The indigenous lizard (Anolis sagrei) spends much of its time on the ground, but when a terrestrial predator is introduced, it takes to trees and shrubs, becoming increasingly arboreal over time. Losos and his colleagues hypothesized that immediately following a predator’s introduction longer-legged – and hence faster-running – Anolis lizards would be favored to elude capture. However, as the lizards grew ever more arboreal in habitat, the scientists projected that natural selection would begin to favor shorter limbs, which are better suited to navigating narrow branches and twigs.
In striking fashion, the researcher’s hypothesis was borne out. Six months after the introduction of the predator, Losos found that the Anolis population had dropped by half or more on the islands with the predators, and in comparison to the lizards on the predator-free islands, long legs were more strongly favored: Survivors had longer legs relative to non-survivors. After another six months, during which time the Anolis lizards grew increasingly arboreal, selective pressures were exactly the opposite: Survivors were now characterized by having shorter legs on the experimental islands as compared to the control islands.

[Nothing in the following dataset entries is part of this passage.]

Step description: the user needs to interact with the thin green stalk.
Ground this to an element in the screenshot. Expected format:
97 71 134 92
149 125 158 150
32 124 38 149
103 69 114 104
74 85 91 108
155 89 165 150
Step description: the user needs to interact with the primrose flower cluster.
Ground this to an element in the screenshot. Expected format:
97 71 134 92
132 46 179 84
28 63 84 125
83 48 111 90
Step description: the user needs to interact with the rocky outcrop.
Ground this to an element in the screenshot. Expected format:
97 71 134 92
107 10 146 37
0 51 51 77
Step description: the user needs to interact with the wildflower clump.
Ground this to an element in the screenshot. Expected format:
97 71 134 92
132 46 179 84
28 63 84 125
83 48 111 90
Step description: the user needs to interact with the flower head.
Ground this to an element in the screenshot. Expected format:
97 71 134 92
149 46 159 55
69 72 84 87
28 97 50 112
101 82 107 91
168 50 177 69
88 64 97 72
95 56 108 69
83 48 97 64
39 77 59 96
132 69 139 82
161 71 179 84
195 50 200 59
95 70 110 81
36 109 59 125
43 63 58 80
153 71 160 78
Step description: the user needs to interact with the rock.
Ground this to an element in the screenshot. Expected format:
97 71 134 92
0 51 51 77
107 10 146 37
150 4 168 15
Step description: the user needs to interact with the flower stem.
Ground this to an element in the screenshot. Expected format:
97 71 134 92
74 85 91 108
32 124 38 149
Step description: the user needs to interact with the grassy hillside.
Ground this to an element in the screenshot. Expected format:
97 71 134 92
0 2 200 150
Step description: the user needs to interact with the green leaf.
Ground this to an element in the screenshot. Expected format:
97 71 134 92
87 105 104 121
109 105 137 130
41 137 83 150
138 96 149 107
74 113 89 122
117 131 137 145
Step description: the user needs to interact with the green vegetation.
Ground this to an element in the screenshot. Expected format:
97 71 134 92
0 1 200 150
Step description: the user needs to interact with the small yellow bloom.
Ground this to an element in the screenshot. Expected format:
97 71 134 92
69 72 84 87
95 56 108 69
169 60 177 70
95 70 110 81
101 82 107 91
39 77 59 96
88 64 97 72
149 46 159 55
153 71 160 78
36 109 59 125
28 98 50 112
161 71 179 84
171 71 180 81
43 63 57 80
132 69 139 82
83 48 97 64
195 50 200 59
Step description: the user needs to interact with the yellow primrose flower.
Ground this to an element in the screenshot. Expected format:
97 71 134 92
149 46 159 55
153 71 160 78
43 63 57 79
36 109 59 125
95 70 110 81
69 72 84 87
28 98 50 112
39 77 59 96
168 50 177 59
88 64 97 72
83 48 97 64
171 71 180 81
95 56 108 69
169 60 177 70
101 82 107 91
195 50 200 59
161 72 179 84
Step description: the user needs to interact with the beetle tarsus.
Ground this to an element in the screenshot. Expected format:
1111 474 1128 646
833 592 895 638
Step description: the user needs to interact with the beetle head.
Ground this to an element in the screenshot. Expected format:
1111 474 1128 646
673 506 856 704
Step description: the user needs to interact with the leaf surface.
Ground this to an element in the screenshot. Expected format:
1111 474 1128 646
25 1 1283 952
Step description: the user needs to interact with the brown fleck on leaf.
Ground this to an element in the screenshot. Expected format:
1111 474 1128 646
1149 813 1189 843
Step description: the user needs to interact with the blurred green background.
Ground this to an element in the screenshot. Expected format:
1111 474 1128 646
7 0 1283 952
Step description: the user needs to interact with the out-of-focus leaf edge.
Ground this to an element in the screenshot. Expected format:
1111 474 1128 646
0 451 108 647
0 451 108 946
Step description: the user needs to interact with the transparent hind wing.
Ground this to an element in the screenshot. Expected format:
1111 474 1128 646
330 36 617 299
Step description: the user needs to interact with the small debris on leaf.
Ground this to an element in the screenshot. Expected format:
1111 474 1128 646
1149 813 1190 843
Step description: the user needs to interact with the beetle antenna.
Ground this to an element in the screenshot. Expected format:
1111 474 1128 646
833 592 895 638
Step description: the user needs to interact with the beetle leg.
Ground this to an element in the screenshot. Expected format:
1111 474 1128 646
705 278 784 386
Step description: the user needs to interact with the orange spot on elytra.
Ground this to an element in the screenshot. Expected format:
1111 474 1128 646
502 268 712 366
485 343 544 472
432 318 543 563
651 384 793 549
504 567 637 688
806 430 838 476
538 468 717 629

The behavioral shift from the ground to higher perches apparently caused this dramatic reversal, Losos explained, adding that behavioral flexibility may often drive extremely rapid shifts in evolution. “Evolutionary biology is by its nature an historical science, but the combination of microevolutionary experimentation and macroevolutionary historical analysis can provide a rich understanding about the genesis of biological diversity,” he added.